More work needs to be done for this overall feasibility. The spec cameras they have on the Rovers was a first step to determine the mineral composition and FORM. (We can produce many rare earths but only if they are in certain crystal lattices that can be worked by existing processes). Remember when aluminum was almost a precious metal before the Cryolite process was developed
OCCOM BILL
 
  1  
Reply Mon 31 May, 2010 08:04 pm
@DrewDad,
It need not be about metal... H3 may provide the next century's energy.
http://en.wikipedia.org/wiki/Helium-3
Setanta
 
  1  
Reply Mon 31 May, 2010 08:09 pm
@DrewDad,
Exactly. The gold and silver of the Spanish empire was chimerical wealth. It actually destroyed the value of gold and silver coinage in Europe, and Spain in 1800 was impoverished and weak.

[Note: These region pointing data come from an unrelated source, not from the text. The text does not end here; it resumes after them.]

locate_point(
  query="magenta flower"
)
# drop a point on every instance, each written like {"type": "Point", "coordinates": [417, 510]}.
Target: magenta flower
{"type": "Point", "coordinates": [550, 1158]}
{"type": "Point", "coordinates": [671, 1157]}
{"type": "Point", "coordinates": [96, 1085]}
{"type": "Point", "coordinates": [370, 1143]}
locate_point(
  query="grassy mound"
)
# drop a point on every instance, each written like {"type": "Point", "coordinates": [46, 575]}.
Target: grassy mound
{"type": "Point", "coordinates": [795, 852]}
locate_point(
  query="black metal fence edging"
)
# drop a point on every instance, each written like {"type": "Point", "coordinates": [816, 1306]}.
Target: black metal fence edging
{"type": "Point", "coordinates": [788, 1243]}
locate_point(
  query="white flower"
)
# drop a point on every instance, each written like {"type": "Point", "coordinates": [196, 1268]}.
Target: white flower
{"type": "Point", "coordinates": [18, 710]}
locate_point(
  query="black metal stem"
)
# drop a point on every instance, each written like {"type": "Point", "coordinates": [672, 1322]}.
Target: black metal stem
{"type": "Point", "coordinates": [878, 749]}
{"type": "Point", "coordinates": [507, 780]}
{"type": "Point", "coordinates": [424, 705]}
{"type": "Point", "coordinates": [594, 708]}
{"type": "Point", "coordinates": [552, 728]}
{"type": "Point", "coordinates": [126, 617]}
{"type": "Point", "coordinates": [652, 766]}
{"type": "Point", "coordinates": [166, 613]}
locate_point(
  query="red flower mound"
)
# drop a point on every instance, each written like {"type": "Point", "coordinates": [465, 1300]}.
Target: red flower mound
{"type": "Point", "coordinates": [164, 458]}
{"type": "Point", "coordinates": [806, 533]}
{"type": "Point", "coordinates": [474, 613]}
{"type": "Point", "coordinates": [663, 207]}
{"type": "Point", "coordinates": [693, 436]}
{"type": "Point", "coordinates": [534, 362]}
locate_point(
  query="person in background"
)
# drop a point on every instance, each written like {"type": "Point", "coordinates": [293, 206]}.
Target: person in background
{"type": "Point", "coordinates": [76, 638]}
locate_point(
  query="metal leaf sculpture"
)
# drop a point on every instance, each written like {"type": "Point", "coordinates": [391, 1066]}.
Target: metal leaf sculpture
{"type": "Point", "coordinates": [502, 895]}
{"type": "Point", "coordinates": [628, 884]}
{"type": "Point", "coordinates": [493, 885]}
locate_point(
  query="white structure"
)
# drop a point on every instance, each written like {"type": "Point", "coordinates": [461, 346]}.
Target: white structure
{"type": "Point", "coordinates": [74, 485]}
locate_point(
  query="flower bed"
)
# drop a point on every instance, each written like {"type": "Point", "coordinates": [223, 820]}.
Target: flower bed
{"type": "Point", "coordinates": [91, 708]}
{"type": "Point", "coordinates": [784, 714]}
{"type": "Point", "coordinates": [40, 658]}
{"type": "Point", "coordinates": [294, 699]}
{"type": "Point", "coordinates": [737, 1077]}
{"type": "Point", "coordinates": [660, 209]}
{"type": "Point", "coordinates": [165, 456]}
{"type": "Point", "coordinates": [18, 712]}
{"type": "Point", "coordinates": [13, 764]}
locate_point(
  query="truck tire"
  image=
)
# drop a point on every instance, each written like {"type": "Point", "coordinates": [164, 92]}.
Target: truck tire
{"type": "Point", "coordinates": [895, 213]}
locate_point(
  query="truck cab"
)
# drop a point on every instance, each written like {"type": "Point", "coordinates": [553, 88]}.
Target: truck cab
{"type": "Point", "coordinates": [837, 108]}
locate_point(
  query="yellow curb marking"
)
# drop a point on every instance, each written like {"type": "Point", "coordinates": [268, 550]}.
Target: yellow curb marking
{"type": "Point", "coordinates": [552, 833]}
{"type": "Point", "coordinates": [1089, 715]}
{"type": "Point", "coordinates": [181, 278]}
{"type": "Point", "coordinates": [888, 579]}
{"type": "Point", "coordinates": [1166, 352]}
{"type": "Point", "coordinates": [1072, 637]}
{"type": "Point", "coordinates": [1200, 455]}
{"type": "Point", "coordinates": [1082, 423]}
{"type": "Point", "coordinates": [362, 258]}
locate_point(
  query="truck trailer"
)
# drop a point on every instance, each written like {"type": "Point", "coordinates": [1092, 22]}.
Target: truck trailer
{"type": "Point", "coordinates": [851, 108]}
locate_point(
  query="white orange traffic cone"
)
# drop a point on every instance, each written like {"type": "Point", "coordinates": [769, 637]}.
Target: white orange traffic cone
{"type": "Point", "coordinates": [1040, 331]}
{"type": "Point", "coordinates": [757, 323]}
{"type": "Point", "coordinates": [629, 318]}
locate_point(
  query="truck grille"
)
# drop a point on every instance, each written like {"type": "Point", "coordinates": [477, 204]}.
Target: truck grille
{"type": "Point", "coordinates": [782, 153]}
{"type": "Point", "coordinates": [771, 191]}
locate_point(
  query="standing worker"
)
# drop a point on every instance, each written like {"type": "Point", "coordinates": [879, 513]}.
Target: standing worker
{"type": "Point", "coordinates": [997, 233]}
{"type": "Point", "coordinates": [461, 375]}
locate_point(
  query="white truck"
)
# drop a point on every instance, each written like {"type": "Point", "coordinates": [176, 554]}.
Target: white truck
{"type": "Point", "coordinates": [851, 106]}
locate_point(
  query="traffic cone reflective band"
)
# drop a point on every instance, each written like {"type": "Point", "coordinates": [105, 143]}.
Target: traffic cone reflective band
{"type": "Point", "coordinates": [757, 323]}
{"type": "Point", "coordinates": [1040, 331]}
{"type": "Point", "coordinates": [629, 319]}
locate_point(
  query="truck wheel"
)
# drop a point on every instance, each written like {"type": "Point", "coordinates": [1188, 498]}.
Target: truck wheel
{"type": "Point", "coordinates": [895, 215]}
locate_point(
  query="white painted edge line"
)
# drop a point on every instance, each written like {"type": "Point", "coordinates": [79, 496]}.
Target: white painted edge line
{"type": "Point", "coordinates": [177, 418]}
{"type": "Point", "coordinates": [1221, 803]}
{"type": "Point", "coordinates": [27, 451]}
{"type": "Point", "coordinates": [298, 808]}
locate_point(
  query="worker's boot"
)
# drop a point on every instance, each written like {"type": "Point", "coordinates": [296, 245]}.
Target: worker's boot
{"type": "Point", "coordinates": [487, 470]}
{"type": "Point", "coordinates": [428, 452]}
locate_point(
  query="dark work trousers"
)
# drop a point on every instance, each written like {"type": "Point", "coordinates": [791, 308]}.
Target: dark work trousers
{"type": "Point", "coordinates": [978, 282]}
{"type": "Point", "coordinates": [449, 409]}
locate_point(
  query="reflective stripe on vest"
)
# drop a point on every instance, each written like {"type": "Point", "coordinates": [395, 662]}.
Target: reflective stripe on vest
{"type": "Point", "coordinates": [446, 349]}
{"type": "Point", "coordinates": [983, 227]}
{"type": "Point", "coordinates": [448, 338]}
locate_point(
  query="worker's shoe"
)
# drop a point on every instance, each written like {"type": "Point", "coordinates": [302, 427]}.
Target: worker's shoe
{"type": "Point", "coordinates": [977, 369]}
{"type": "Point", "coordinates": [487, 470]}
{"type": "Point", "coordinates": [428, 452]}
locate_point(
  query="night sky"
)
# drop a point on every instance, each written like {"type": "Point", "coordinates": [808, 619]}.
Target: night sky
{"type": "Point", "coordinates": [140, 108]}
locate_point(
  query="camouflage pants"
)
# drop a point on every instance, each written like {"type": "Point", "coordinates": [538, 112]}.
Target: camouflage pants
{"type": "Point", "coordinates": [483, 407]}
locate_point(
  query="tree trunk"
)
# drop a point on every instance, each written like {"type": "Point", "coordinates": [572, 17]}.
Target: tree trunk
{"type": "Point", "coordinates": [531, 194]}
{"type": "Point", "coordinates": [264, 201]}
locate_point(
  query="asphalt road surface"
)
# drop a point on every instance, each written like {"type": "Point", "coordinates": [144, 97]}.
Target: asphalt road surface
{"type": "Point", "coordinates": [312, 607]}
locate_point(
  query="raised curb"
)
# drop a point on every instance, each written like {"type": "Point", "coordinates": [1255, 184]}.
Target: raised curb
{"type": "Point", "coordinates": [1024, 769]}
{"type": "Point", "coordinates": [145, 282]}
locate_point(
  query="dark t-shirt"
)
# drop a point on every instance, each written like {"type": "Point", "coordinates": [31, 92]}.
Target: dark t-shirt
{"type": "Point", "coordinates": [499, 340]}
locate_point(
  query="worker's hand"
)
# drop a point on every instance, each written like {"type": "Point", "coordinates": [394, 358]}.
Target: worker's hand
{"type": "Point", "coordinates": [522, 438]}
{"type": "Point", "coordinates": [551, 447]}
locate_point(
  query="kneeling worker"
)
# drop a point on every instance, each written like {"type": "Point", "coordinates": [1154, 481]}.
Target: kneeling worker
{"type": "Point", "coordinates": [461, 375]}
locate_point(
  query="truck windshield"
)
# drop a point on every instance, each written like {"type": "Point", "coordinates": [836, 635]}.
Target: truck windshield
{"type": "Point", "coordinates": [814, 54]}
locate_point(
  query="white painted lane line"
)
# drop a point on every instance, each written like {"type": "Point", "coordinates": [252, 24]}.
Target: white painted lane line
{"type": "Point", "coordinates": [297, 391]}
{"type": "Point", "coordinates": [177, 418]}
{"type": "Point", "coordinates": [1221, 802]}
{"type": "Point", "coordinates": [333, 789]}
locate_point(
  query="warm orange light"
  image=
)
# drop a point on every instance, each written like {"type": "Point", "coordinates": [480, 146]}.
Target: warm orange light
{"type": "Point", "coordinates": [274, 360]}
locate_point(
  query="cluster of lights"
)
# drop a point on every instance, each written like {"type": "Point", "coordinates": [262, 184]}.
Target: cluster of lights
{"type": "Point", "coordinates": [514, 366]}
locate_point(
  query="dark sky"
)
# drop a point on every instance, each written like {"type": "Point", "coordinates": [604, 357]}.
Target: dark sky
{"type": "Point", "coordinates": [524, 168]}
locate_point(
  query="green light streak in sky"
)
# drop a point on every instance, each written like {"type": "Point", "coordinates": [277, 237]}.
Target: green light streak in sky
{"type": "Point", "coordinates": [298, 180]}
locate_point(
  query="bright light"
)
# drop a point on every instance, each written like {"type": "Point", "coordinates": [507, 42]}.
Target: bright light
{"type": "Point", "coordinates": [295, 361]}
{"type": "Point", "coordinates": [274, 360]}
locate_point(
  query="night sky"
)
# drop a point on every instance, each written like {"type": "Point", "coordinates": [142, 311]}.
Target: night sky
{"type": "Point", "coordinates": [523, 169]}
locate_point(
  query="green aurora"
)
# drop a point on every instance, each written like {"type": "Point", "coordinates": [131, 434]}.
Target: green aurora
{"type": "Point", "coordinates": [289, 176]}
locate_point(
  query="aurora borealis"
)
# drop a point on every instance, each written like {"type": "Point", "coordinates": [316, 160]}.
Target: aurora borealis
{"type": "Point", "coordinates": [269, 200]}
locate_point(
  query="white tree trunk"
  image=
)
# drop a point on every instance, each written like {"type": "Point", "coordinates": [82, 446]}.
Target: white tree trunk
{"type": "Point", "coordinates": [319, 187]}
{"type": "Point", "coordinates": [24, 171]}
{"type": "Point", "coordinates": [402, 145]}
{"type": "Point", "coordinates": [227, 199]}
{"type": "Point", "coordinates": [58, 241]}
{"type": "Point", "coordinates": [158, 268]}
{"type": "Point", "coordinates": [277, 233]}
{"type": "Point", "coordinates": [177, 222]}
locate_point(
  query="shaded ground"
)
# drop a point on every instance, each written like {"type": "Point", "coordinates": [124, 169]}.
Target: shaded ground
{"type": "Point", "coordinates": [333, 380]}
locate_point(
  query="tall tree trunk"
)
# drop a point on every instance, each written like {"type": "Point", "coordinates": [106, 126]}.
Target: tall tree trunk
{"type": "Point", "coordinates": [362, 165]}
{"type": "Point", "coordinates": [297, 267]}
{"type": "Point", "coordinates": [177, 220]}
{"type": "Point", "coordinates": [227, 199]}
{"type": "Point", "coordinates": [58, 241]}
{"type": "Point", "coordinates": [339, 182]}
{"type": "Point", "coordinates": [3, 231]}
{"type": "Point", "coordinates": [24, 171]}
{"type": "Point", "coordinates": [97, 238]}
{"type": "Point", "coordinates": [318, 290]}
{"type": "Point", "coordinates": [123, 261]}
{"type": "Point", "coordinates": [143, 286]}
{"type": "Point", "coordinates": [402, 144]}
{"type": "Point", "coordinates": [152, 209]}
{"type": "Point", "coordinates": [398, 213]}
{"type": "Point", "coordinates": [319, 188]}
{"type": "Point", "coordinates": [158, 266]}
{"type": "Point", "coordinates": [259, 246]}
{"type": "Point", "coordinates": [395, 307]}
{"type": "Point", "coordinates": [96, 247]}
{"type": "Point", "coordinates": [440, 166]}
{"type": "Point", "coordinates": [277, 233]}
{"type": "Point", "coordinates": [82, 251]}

But the metal wealth of the asteroids could be of real value to us. That is why i favor a moon base, rather than some silly ego trip to Mars.
0 Replies
 
Setanta
 
  1  
Reply Mon 31 May, 2010 08:12 pm
@farmerman,
Once again, this is why i think a moon base makes the most sense. Additionally, it is entirely possible that we can devise very inexpensive processes on the moon with it's 1/10th G, or in the microgravity of lunar orbit.
farmerman
 
  1  
Reply Mon 31 May, 2010 08:14 pm
@OCCOM BILL,
as I said, He3 abides on the moon and the way we make it today is by letting tritium decay. Were gonna need much more He3 in about 20+ years (if the fusion economy can be kept on schedule).
0 Replies
 
farmerman
 
  1  
Reply Mon 31 May, 2010 08:17 pm
@Setanta,
Since theyve found water on the moon in serviceable quantities,SADDLE UP!

In my pevious post, when I said the costs were about 1ok intrvel costs, that was PWER GRAM of substance recovered .

It would be neat to have the moon as a fusion center of research and development.
Setanta
 
  1  
Reply Mon 31 May, 2010 08:22 pm
@farmerman,
I don't know if i've mentioned it in this thread yet, but one of the attractive things about the moon is the lack of a deep gravity well. You could harvest the raw materials to make mining equipment from the asteroid belt, manufacture it in lunar orbit, and then run back out to the belt for more. It would make absolutely no sense to manufacture it on the earth, and the boost it out of the mother well--way too expensive.

Screw Mars, as i've already said, that's conceit, that's an ego trip. Let's go back to the moon and get busy. Wasn't Selena all about gettin' busy anyway?
Eorl
 
  1  
Reply Mon 31 May, 2010 08:37 pm
@Setanta,
Columbus wrote:

Screw America, Let's go back to Africa and get busy.
Brandon9000
 
  1  
Reply Mon 31 May, 2010 08:44 pm
@Thomas,
Thomas wrote:

Brandon9000 wrote:
I suspect that something like my story happened a few times before and during Man's expansion on the Earth, but even if it didn't, it can serve as a hypothetical to illustrate my point.

Sorry, but when your point is that expanding human settlements isn't about economics, you can't support it with a parable tha may well be about economics. There need be no difference between a cave man saying "let's explore the other side of that hill, see what we find" and him saying "let's explore the other side of that hill, see if we can find food there." DrewDad's parable is just a little more focused on your parable. Your parable doesn't support exploration for its own sake at all.

First of all, I didn't say that expansion wasn't about economics. I said that it wasn't only about economics. My point was that in retrospect, the expansion of the human race from its origin in sub-Saharan Africa to cover most of the Earth was helpful to Man for reasons many of which he could hardly have anticipated in cave man days. My position is that for Man to stay on this little piece of rock in a cosmos with trillions of stars is short-sighted. The idea that there is no point in exploring and settling other worlds without an immediate dollar payoff strikes me as comically short-sighted.